Sometimes in trying to detect corruption, you can get a false positive because of client side caching. If your focus is strictly on the server, i.e., you are testing a filer, that is bad. So you might be tempted to turn off client side caching. It also appears to go faster, but again, ElHam is not designed to be a benchmark.
The other evil with turning off client side caching is that it effectively negates both locking in general and NFSv4 delegations. ElHam is designed to have multiple readers and writers, both local and remote, changing files in a directory tree. Client side caching issues are something it should have to live with.
Anyway, multiple instances (from different architectures and OSes) are possible because ElHam records what is supposed to be in every data block. So when another instance comes along, it is able to compute what should be in the data block and then it can see if the on-disk image is corrupt. I need to write a small application to inject corruption - this will help me get signatures to show people what ElHam has detected.

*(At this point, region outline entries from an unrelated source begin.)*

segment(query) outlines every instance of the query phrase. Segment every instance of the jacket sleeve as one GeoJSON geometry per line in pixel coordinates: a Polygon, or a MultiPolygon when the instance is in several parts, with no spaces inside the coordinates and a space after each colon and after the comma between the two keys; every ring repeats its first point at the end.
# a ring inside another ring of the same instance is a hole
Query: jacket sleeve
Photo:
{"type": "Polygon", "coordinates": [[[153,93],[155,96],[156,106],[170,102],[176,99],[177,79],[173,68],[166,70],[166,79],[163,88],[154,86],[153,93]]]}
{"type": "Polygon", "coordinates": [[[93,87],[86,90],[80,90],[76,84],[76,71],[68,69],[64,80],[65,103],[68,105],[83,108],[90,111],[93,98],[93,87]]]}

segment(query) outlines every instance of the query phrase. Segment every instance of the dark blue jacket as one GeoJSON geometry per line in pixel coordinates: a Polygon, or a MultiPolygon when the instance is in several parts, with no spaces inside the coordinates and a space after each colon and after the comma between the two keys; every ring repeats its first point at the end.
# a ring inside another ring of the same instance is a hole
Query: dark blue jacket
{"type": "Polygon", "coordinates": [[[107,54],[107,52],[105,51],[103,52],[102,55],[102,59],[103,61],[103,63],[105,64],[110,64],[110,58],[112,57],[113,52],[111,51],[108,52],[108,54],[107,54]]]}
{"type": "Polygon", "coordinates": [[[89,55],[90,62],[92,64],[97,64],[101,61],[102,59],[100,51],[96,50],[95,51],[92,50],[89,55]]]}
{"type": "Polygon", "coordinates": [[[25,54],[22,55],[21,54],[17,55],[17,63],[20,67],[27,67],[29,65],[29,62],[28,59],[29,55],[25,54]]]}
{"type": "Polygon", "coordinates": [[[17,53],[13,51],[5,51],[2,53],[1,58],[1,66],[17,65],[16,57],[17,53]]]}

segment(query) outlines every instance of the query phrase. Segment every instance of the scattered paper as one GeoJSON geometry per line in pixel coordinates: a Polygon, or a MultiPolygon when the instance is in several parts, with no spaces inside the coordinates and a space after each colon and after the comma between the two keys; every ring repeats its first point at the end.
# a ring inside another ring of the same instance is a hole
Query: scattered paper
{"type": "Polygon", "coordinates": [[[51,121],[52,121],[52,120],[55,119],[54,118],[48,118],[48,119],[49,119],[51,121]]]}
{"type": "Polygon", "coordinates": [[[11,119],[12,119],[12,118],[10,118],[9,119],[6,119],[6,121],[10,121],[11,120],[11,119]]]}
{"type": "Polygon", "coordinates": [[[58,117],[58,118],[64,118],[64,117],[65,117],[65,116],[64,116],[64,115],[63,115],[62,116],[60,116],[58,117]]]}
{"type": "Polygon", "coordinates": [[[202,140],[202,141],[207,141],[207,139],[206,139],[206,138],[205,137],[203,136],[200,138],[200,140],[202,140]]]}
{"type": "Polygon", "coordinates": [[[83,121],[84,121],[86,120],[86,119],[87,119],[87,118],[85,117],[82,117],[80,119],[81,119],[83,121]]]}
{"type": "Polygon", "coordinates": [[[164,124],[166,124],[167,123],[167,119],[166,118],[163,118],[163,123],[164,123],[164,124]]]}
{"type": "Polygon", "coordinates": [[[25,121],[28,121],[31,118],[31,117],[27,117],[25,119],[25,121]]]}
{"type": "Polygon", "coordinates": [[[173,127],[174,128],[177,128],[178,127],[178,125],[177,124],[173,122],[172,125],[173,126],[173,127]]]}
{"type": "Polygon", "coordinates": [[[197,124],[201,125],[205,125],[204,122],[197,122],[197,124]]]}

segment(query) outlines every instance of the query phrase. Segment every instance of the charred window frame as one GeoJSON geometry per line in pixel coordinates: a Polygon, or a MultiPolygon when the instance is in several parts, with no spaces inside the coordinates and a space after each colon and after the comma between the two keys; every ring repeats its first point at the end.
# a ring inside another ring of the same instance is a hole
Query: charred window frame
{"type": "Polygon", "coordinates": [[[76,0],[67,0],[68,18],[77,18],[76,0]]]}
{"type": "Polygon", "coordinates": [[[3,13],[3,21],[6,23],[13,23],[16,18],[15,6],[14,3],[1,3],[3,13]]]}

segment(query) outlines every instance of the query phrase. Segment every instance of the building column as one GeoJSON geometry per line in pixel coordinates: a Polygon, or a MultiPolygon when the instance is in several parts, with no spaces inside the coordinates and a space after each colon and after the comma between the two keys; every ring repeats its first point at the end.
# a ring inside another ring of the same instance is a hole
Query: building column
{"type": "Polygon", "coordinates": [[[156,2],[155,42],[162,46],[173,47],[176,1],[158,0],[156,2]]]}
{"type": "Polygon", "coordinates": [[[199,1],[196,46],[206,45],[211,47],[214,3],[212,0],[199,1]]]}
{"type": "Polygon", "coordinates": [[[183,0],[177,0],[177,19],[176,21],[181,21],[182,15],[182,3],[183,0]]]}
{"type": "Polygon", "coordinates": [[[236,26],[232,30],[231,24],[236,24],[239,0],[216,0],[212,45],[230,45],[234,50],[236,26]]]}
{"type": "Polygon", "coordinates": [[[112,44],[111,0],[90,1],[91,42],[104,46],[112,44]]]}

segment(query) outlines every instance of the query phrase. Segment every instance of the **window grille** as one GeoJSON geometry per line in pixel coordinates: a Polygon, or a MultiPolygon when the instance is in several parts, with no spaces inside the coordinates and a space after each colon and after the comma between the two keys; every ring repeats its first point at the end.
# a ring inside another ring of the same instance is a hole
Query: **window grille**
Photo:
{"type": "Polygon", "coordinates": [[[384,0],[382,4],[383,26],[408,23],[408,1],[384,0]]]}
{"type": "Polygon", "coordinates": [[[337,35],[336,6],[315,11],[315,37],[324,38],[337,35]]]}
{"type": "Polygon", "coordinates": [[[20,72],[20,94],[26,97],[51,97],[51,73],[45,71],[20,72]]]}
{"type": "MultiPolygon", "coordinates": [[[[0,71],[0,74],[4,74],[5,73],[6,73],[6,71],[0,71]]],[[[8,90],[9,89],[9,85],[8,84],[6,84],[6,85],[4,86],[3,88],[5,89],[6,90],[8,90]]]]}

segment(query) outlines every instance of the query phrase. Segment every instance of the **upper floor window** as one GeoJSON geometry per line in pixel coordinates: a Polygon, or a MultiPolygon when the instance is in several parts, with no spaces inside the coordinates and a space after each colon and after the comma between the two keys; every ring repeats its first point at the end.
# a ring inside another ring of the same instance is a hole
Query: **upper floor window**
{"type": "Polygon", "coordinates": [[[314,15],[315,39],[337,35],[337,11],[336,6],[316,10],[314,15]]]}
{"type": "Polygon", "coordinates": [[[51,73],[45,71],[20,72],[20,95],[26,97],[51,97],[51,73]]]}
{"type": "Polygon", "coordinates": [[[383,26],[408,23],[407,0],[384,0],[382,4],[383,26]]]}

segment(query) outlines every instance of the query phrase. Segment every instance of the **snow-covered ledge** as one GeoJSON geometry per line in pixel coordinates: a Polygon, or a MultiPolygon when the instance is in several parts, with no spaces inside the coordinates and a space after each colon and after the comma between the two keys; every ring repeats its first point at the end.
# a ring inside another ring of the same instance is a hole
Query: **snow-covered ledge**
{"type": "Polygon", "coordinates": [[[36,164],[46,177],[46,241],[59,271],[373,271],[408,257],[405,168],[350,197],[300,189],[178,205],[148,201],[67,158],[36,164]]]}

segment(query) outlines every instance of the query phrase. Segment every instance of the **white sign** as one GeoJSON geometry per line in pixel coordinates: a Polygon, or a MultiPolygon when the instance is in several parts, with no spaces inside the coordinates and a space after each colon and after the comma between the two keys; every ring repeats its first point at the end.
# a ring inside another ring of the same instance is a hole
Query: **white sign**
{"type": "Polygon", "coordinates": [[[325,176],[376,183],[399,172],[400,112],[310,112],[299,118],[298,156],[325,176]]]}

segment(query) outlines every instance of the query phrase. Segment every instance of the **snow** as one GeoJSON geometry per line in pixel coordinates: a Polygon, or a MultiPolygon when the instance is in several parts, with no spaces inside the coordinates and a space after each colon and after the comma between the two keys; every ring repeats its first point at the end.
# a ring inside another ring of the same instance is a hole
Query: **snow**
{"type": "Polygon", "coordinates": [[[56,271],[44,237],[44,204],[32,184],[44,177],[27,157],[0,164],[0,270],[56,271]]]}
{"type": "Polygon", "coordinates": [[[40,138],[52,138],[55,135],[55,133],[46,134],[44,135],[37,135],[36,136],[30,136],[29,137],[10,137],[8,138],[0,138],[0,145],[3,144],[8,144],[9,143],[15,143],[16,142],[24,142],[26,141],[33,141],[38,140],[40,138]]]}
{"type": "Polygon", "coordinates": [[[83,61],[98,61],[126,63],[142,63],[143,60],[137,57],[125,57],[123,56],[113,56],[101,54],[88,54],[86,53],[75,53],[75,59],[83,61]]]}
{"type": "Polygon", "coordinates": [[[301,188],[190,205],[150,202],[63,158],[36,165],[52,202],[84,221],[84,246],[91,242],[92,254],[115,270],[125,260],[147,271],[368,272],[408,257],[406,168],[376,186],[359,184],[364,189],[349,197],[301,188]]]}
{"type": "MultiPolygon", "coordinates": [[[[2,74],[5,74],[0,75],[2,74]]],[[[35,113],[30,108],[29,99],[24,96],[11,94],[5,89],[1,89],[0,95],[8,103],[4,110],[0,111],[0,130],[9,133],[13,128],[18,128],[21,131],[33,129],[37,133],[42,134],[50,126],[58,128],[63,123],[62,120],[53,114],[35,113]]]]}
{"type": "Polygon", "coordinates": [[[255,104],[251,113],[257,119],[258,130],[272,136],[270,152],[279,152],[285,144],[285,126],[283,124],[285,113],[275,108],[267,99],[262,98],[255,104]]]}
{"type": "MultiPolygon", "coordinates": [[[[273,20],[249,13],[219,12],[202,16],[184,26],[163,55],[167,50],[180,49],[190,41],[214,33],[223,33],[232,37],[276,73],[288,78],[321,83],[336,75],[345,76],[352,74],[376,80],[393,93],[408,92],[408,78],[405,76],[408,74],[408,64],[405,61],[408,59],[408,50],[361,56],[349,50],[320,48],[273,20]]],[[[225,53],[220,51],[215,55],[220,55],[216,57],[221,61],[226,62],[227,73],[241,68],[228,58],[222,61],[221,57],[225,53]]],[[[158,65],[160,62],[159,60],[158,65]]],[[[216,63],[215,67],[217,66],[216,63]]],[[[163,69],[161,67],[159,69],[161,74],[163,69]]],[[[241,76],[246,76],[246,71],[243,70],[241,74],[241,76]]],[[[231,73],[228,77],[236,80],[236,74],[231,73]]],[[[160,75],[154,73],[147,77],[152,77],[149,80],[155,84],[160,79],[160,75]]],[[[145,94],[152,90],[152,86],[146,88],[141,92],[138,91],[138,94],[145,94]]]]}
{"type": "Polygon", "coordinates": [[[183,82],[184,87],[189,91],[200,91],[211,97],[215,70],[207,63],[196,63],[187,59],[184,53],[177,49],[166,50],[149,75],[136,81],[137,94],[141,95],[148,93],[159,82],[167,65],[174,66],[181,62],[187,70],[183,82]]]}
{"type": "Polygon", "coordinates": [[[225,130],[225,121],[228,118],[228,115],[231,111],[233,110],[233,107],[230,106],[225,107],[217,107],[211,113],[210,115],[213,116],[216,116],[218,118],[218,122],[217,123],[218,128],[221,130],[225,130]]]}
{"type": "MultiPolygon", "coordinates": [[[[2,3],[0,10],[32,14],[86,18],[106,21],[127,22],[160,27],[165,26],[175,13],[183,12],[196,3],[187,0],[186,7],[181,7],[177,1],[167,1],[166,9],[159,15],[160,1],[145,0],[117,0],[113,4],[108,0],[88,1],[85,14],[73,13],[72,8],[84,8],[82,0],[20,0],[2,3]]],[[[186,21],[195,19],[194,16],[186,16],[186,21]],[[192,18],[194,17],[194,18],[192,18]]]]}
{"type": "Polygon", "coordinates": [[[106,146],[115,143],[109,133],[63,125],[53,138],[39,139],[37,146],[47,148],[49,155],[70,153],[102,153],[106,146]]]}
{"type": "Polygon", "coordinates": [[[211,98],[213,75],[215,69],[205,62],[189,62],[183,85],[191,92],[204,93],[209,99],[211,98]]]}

The current big issue is that ElHam is designed to push a filesystem to capacity and back off. I.e., reads and writes in the face of a full filesystem are interesting. To aid in that testing, it is best that the 'data', 'meta', and 'history' (see ElHam docs) directories each be on a different filesystem. Well yesterday I had all three on the same filesystem and it got full. So I'm trying to reproduce that and see what is happening.
A really neat way to do this is to use ZFS to create different filesystems and then set quotas to control how much space each filesystem is allowed:
# zfs create zoo/elham # zfs set sharenfs=on zoo/elham # zfs create zoo/elham/data # zfs create zoo/elham/meta # zfs create zoo/elham/history # zfs list zoo/elham/* NAME USED AVAIL REFER MOUNTPOINT zoo/elham/data 36.7K 654G 36.7K /zoo/elham/data zoo/elham/history 36.7K 654G 36.7K /zoo/elham/history zoo/elham/meta 36.7K 654G 36.7K /zoo/elham/meta # zfs set quota=2G zoo/elham/data # zfs set quota=20G zoo/elham/meta # zfs set quota=20G zoo/elham/history # zfs list zoo/elham/* NAME USED AVAIL REFER MOUNTPOINT zoo/elham/data 36.7K 2.00G 36.7K /zoo/elham/data zoo/elham/history 36.7K 20.0G 36.7K /zoo/elham/history zoo/elham/meta 36.7K 20.0G 36.7K /zoo/elham/meta
Note that I give the 'history' and 'meta' filesystems much more of a quota. I don't want to run out of space on them.
I'm going to kick off several instances of ElHam and see if I can fill this puppy up.